To achieve its conclusion, the SEC has used an almost centenary Supreme Court decision to determine that the same should not be considered an investment contract and therefore subject to regulatory monitoring.
Under Gary Gensler, who was president of the SEC under President Joseph R. Biden Jr., the regulator had used this same Supreme Court case to affirm that most digital assets are securities and subject to regulations.
The dry, apparently fearing, that traders and speculators can use its justification to escape the regulations, said that it would examine any new product that has tried to qualify as “same”.
The agency quickly decided to dismantle the aggressive approach adopted by Mr. Pensler in the regulation of cryptocurrencies. Its implementing measures have angry the cryptographic industry and have led many of its investors to contribute powerfully to Mr. Trump’s campaign, who was at some point a critic of cryptography.

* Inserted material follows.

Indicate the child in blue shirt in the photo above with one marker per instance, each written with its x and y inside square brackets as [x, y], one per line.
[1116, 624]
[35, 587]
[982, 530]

Also on Thursday, the SEC officially decided to reject its application trial against Coinbase, one of the largest cryptographic companies in the country. The SEC also told a number of cryptographic companies which it ended in surveys on their activities.
The SEC also declared in a judicial file this week that he was trying to reach a regulation in a case of civil fraud which he had filed against Justin Sun, a cryptographic investor. Mr. Sun is also a World Liberty advisor and an important investor in his digital token. The charges against him do not imply his investment with World Liberty.